Un pont trop loin

Un pont trop loin

 

Cette fois, nous y sommes... La troisième puissance économique membre fondateur de l'Union européenne (UE) vient de se doter d'un gouvernement populiste europhobe grâce à l'alliance pour le moins incongrue du parti nationaliste d'Extrême-Droite Lega et du mouvement contestataire 5 Stela. L’Italie suit donc de près l'Autriche dans son aventure populiste anticonformiste.

Comme à Vienne, le Président de la République veille, mais ses pouvoirs sont tout relatifs. Par ailleurs, deux différences de taille peuvent laisser craindre le pire pour l'avenir de l'UE : l'Italie est un poids lourd européen et mondial, désormais sans parti traditionnel aux commandes.

Delo (Slovénie) ne voit pas de fin heureuse à cette mésaventure, car elle est menée par deux politiques, Matteo Salvini et Luigi Di Maio, aussi simples qu'incompétents, mus par la volonté non de gouverner, mais d'amasser du pouvoir.

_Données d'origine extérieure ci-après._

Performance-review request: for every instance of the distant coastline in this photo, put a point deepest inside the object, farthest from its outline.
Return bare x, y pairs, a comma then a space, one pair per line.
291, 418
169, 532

Pour Corriere Del Ticino (Suisse), la question financière sera la première préoccupation du Président, Sergio Mattarella, surtout pour la nomination du Premier Ministre, un troisième larron désigné par les deux premiers. D'autant que Ilta-Sanomat (Finlande) souligne l'aspect extrêmement onéreux des programmes économiques des deux partenaires, en contradiction avec les accords européens, de quoi fâcher à la fois Bruxelles et Berlin.

The Economist (Royaume-Uni) note que nul n'apporte de solutions aux vrais problèmes de l'Italie dans cette histoire. La productivité n'a pas augmenté depuis 2001. Il faudrait flexibiliser le droit du travail, réformer la Justice, investir dans l’Éducation et les infrastructures, combattre la corruption. Mais le nouveau Gouvernement promeut seulement des incitations avec baisses d'impôts et aides financières complètement irréalistes, comme l'est d'ailleurs la promesse d'expulser un demi-million de migrants.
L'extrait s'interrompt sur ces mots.